I always get excited when I stumble across a plant I do not know and especially when it is a genus that is new to me. So I was at first puzzled when I was confronted with a large shrub last week that was totally unfamiliar. Of course, being in Ireland where the climate is milder than in the UK, I am constantly finding gardening surprises but this one had me totally stumped. Luckily I was making my first visit to the Talbot Botanic Garden at Malahide Castle north of Dublin (of which more tomorrow) and, looking around at the base of the plant, I found a label. The name did not mean much to me but it was Debregeasia longifolia.
This is an evergreen tree from southern China and India that is in the nettle family. The flowers are very small and reminded me of wall pellitory – Parietaria officinalis – which actually makes sense because that too is in the nettle family (Urticaceae). Both have tiny, cruciform flowers in dull red. Plants of debregeasia are either male or female and this plant is male as can just about be seen from the flowers below which are showing their anthers with white pollen.
It is a shrub that can reach 5m high and across and the plant here was about that size.
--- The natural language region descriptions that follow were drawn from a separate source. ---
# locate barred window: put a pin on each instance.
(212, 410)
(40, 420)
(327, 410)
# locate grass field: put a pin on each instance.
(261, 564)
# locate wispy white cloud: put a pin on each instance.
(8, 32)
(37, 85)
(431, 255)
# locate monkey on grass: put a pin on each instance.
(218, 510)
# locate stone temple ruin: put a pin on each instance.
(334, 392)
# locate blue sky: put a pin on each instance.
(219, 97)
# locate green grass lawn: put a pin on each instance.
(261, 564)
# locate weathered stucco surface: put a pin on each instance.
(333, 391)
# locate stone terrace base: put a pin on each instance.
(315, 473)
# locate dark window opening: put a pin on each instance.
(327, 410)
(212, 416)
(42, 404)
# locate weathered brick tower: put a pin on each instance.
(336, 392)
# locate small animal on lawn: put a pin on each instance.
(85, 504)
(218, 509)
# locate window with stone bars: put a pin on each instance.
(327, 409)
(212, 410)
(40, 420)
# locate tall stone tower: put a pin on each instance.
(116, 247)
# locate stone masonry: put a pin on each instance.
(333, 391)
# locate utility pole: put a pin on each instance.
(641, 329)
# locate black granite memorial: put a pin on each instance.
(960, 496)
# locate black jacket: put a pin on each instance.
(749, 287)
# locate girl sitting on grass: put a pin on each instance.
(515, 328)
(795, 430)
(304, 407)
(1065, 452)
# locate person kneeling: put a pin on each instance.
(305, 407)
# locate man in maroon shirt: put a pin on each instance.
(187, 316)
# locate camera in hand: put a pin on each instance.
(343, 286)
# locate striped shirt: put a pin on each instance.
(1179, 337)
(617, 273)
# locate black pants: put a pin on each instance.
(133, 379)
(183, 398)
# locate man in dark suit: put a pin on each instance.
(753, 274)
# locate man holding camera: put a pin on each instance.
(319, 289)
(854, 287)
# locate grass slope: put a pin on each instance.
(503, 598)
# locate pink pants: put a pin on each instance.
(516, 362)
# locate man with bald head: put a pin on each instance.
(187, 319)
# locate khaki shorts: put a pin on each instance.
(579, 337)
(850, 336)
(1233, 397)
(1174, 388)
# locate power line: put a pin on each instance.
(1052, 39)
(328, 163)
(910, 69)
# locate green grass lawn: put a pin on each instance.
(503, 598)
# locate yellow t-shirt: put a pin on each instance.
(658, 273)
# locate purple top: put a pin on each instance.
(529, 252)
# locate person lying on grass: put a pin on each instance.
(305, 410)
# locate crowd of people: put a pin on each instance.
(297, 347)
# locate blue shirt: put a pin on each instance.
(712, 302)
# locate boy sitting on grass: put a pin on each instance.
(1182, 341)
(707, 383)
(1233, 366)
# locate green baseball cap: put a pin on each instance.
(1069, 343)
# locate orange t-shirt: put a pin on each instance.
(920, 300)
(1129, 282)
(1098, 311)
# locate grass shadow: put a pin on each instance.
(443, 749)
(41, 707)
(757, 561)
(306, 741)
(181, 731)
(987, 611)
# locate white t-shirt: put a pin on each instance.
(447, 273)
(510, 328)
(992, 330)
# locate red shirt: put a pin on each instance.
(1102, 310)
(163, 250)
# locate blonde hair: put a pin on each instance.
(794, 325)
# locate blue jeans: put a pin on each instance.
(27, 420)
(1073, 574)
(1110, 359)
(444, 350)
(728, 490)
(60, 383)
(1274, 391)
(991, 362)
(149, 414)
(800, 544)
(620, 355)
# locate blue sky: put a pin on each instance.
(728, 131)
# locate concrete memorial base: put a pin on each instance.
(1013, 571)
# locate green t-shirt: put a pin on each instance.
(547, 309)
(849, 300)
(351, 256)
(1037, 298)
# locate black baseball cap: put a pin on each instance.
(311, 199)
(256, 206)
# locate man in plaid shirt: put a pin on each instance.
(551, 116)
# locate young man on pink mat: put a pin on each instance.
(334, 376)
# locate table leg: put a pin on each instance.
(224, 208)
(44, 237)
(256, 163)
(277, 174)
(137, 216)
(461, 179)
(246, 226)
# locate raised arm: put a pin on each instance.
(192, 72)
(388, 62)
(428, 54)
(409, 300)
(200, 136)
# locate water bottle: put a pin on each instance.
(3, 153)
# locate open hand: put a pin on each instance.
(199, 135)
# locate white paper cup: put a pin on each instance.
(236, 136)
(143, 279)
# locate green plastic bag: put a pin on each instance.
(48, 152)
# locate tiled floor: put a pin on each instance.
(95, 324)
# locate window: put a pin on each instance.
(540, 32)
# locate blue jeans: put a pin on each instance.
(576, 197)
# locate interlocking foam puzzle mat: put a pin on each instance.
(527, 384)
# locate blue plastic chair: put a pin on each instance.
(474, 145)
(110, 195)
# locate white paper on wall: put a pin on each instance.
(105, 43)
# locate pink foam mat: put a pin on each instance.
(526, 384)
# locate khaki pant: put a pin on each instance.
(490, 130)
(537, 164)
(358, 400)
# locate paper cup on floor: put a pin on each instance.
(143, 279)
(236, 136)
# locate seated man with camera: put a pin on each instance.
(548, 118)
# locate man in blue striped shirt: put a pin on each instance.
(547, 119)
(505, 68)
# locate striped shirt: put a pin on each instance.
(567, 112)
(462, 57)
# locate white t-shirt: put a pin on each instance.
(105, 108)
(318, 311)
The leaves are held in pairs and are deeply veined and do look a little nettle like. Apparently the fruits are small and orange and tasty but obviously with just a male flowers this plant will not have any fruit. However the plant has many uses in the wild and fibre is extracted from its bark (another similarity with nettles which can be used as a source of fibre), the wood is used for charcoal and the juice from the leaves is used to control scabies.
It is not likely that this shrub will be hardy in most of the UK and it does not really have enough appeal to make it something that everyone will want to plant but the fruits are generally described as small but tasty and if sexed plants were available it may be a useful, unusual fruit for a sunny wall. Although the flowers are tiny they are so prolific that they actually make a decent display and perhaps it is unjustly neglected. Perhaps it is one to watch.